Much as women’s health isn’t limited to OB/GYN care, trans health is not limited to hormone therapy. Transgender people need the full spectrum of health care that cisgender people do, but many have been refused care or felt unwelcomed and mistreated in medical settings5. Primary care providers, behavioral health providers, and endocrinologists are likely to encounter transgender patients, but so are cardiologists, oncologists, surgeons, and others. Culturally and medically competent care is imperative in all of these contexts. Provider discomfort should not be a barrier. Here’s what you can do to improve:

  • Educate yourself about gender diversity. Remember that it is not your patient’s job to teach you the basics. Go to sessions at conferences, seek out knowledgeable colleagues, and read up.(Resources are listed at the end of this post to get you started).
  • Be welcoming: ask your patients what their pronouns are, and train staff to do this also. Don’t avoid addressing people because you are unsure or uncomfortable. Make sure your forms allow people to self-identify their gender with inclusive options. If you make a mistake, apologize and move on.
  • Practice with a trauma-informed approach (read an introduction to the topic here. Recognize that trust must be built. Transgender people are more likely to face significant psychosocial stressors and discrimination, including in health care. This will affect their experience.

 

Education: 

Though health professions students report a high level of comfort with lesbian, gay, bisexual, and transgender health, they receive little formal training6. Educators in the health professions can explicitly include transgender people across curriculums to improve this perception. Here are some strategies:

  • Use gender diverse images in your education materials. Find some here.
  • Create cases and content including trans people when teaching about common health concerns.
  • Invite an expert. Find someone who cares for transgender people in your community to speak to your students.

 

So, early career professionals, the ball is in your court. What are you doing to enhance gender inclusivity in your work?

 

Resources:

National LGBT Health Education Center (lgbthealtheducation.org)
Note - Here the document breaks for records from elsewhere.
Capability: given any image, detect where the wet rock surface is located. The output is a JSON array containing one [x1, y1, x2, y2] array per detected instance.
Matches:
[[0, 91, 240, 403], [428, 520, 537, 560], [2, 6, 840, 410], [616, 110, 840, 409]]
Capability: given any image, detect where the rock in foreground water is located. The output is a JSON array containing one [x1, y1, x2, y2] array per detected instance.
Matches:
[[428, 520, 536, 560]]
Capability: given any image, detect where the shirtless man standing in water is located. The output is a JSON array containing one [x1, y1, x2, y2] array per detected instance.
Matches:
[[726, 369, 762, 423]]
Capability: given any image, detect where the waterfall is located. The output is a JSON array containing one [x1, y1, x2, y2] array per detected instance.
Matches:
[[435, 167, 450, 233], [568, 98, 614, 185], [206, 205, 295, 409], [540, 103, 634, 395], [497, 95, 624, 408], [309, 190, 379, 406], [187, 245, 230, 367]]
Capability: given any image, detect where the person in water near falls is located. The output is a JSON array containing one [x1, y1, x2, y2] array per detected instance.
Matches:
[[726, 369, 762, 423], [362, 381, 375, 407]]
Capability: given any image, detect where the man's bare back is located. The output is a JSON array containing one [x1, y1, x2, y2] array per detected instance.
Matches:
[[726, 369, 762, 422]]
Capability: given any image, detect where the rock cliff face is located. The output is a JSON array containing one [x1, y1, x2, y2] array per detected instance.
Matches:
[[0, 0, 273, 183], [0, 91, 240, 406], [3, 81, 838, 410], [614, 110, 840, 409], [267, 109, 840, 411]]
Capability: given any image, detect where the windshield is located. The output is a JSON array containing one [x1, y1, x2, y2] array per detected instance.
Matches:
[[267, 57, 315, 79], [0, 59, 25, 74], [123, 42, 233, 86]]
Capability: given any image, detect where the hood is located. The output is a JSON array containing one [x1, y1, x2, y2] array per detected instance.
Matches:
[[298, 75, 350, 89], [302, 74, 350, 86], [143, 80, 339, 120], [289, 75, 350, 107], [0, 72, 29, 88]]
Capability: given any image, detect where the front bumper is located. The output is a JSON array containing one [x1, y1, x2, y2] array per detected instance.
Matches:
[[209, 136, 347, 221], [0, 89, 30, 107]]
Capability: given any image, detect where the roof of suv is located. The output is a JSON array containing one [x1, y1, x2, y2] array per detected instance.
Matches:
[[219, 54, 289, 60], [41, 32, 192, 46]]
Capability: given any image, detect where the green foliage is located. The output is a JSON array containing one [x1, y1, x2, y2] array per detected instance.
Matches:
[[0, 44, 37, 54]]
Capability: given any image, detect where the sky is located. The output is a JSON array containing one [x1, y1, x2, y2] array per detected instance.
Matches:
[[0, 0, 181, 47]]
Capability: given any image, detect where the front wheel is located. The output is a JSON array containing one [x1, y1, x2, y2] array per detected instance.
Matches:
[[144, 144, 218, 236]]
UCSF center of excellence for transgender health (http://transhealth.ucsf.edu/)

GLMA (http://www.glma.org/index.cfm?fuseaction=Page.viewPage&pageId=1025&grandparentID=534&parentID=940&nodeID=1)

 

References

  1. Flores, A.R, Herman, J.L., Gates, G.J. & Brown, T.N.T. (2016). How Many Adults Identify as Transgender in the United States? Los Angeles, CA: The Williams Institute.
  2. Chan, P. (2019). Invisible gender in medical research. Circulation: Cardiovascular Quality & Outcomes, 2019(12).
  3. Alzahrani, T. et al. (2019). Cardiovascular disease risk factors and myocardial infarction in the transgender population. Circulation: Cardiovascular Quality & Outcomes, 2019(12).
  4. Shansky, R. (2019). Are hormones a “female problem” for animal research? Science, 364(6442),.
  5. Liszewski, W., Peebles, J., Yeung, H., & Arron, S. (2018). Persons of nonbinary gender— Awareness, visibility, and health disparities. The New England Journal of Medicine, 379(25).
  6. Greene, M., France, K., Kreider, E., Wolfe-Roubatis, E.,, Chen, K., & Yehla, B. (2018). Comparing medical, dental, and nursing students’ preparedness to address lesbian, gay, bisexual, transgender, and queer health. PLoS One, 13(9).